Stewart Robert G, Osorno Tomás, Fujita Akie, Jo Sooyeon, Ferraiuolo Alyssa, Carlin Kevin, Bean Bruce P
Department of Neurobiology, Harvard Medical School, Boston, MA 02115.
AnaBios Corporation, San Diego, CA 92101.
Proc Natl Acad Sci U S A. 2025 Jun 3;122(22):e2503570122. doi: 10.1073/pnas.2503570122. Epub 2025 May 27.
Nav1.8 voltage-gated sodium channels are strongly expressed in human primary pain-sensing neurons (nociceptors) and a selective Nav1.8 inhibitor VX-548 (suzetrigine) has shown efficacy for treating acute pain in clinical trials. Nociceptors also express other sodium channels, notably Nav1.7, raising the question of how effectively excitability of the neurons is reduced by inhibition of Nav1.8 channels alone. We used VX-548 to explore this question, recording from dissociated human dorsal root ganglion neurons at 37 °C. Applying VX-548 at 10 nM (about 25 times the IC determined using cloned human Nav1.8 channels at 37 °C) had only small effects on action potential threshold and upstroke velocity but substantially reduced the peak and shoulder. Counterintuitively, VX-548 shortened the refractory period-likely reflecting reduced potassium channel activation by the smaller, narrower action potential-sometimes resulting in faster firing. Generally, repetitive firing during depolarizations was diminished but not eliminated by VX-548. Voltage clamp analysis suggested two reasons that repetitive firing often remains in 10 to 100 nM VX-548. First, many neurons had such large Nav1.8 currents that even 99% inhibition leaves nA-level Nav1.8 current that could help drive repetitive firing. Second, Nav1.7 current dominated during initial spikes and could also contribute to repetitive firing. The ability of human neurons to fire repetitively even with >99% inhibition of Nav1.8 channels may help explain the incomplete analgesia produced by even the largest concentrations of VX-548 in clinical studies.

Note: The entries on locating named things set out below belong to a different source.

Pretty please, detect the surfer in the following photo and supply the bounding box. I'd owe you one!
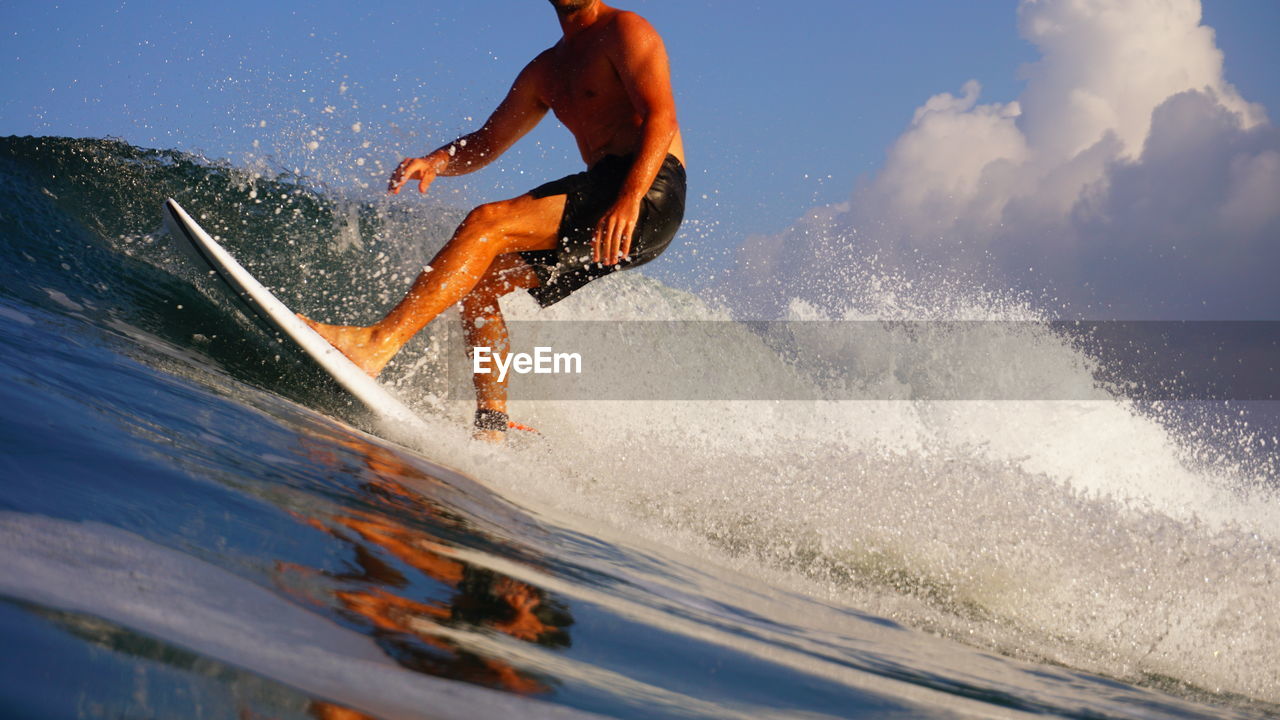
[303,0,685,441]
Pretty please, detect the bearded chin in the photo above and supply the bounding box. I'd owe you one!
[550,0,591,15]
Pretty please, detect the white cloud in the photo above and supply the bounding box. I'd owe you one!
[739,0,1280,318]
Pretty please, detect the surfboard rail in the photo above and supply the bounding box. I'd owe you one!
[164,197,426,434]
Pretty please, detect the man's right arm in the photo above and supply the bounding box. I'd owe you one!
[387,55,548,193]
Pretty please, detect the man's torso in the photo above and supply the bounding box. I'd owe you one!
[538,10,684,167]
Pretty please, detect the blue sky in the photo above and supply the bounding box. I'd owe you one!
[0,0,1280,294]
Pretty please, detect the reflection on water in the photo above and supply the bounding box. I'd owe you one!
[278,427,573,702]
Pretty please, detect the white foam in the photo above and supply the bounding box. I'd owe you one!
[0,512,604,720]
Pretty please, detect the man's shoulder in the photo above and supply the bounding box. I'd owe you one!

Nav1.8电压门控钠通道在人类初级痛觉神经元(伤害感受器)中强烈表达,一种选择性Nav1.8抑制剂VX - 548(舒泽曲嗪)在临床试验中已显示出治疗急性疼痛的疗效。伤害感受器还表达其他钠通道,特别是Nav1.7,这就提出了一个问题,即仅抑制Nav1.8通道能在多大程度上有效降低神经元的兴奋性。我们使用VX - 548来探讨这个问题,在37°C下从解离的人背根神经节神经元进行记录。以10 nM(约为37°C下使用克隆的人Nav1.8通道测定的IC的25倍)应用VX - 548对动作电位阈值和上升速度只有很小的影响,但显著降低了峰值和波峰。与直觉相反,VX - 548缩短了不应期,这可能反映了较小、较窄的动作电位导致钾通道激活减少,有时会导致发放频率加快。一般来说,VX - 548减少了去极化期间的重复发放,但并未消除。电压钳分析表明了在10至100 nM VX - 548中重复发放通常仍然存在的两个原因。首先,许多神经元具有如此大的Nav1.8电流,以至于即使99%的抑制仍留下纳安水平的Nav1.8电流,这可能有助于驱动重复发放。其次,Nav1.7电流在初始峰电位期间占主导地位,也可能有助于重复发放。即使Nav1.8通道受到>99%的抑制,人类神经元仍能重复发放的能力,可能有助于解释在临床研究中即使使用最大浓度的VX - 548也会产生不完全镇痛的现象。